According to plaintiffs, defendants Nokia, Inc. (a wholly owned subsidiary of Nokia Corp.), Nokia, Inc.’s Board of Directors, and Nokia, Inc.’s Plan Committee members breached their fiduciary duties by including Nokia Corp. Stock as an investment alternative when they knew or should have known that it presented an imprudent option.  Concurrent with the ERISA litigation, a securities fraud action was filed against the parent, Nokia Corp., alleging that the company made various misrepresentations about Nokia’s financial condition.  The majority of plaintiffs’ allegations in their ERISA complaint mirrored those in the related fraud action.  Specifically, plaintiffs pointed to Nokia Corp’s decision to reduce the price of Nokia phones and to exit the Chinese market.  Plaintiffs asserted that such decisions represented a dramatic shift in business strategy that Nokia Corp. allegedly failed to disclose to the public.  Plaintiffs asserted that as a result of these undisclosed shifts in strategy, Nokia Corp.’s stock price plummeted.

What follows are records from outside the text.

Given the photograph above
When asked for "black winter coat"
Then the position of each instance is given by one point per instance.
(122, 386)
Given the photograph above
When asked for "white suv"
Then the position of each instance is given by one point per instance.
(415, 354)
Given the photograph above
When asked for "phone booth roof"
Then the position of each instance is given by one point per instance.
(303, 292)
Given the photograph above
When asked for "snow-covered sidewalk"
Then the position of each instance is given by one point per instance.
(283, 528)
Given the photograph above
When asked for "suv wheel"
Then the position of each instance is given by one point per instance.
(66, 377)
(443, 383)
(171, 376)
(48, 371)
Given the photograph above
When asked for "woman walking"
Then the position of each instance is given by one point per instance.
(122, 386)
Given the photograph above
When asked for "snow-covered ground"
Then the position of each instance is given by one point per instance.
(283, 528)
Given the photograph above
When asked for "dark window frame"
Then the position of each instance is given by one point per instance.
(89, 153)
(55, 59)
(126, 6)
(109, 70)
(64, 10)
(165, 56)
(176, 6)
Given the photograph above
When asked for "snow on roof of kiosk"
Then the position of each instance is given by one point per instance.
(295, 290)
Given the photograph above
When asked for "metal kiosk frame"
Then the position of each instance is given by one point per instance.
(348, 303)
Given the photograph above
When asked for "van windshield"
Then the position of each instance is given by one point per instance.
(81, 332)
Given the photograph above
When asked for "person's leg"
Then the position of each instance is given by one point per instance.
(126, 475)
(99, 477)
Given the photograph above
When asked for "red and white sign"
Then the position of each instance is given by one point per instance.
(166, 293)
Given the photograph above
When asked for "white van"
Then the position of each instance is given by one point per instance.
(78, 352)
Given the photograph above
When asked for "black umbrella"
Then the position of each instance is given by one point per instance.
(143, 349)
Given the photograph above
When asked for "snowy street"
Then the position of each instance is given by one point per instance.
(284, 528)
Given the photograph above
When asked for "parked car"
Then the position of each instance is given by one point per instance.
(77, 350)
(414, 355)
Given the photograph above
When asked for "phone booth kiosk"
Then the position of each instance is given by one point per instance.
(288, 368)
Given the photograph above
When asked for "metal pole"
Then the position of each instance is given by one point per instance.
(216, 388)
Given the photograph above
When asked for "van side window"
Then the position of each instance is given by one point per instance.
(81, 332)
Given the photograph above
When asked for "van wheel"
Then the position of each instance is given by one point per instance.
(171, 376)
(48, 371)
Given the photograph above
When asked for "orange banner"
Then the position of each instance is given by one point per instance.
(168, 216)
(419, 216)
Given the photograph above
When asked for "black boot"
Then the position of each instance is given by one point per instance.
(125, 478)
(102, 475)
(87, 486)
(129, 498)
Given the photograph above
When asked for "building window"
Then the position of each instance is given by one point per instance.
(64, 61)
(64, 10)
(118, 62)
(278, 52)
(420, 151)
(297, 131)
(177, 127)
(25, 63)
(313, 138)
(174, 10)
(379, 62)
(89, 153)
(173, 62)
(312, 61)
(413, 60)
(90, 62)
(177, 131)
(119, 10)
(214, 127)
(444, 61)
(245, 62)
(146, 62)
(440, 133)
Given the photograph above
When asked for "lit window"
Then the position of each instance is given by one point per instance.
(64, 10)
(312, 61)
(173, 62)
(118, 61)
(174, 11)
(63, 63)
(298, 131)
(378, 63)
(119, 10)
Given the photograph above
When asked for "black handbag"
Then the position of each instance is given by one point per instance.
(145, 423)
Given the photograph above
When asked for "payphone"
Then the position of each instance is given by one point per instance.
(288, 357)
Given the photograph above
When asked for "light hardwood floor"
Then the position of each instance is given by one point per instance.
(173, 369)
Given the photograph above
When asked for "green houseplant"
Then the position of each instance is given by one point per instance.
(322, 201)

Based on these alleged omissions by Nokia Corp., the Court evaluated whether the complaint stated a viable claim that Nokia, Inc. breached various fiduciary duties, including the duty to prudently and loyally manage plan assets and to disclose complete and accurate information.  Relying on the Supreme Court’s Twombly/Iqbal pleading standard, the Court characterized plaintiffs’ complaint as dominated by conclusory allegations that utterly lacked any factual basis.  First, plaintiffs failed to raise any factual allegations demonstrating that Nokia Corp. perpetrated securities fraud by making misleading representations regarding its financial condition.  Thus, no plausible basis existed that Nokia stock was artificially inflated by fraud or that the stock constituted an imprudent investment.  Second, even if plaintiffs had made the requisite factual showing that Nokia Corp. engaged in fraud, their Complaint still failed because they presented no factual basis for imputing knowledge of Nokia Corp’s misrepresentations to the ERISA defendants.  Plaintiffs merely concluded – without factual support – that the ERISA defendants (none of whom were officers or directors of Nokia Corp.) possessed knowledge regarding the financial health of Nokia Corp. that would lead them to believe the stock was an improper investment option.  In short, the Court declined to assume that Nokia, Inc. and its Board played any role in the alleged securities fraud or knew of the alleged misrepresentations committed by its parent, Nokia Corp.

This case presents an important victory for employers because it enforces a stricter pleading standard for plaintiffs in stock-drop actions.  Courts should not entertain complaints based solely on conclusory allegations;  rather, plaintiffs must assert sufficient facts that the company and plan fiduciaries either committed or possessed actual knowledge of fraudulent misrepresentations that would impair the value of the stock and thus render it an imprudent investment option.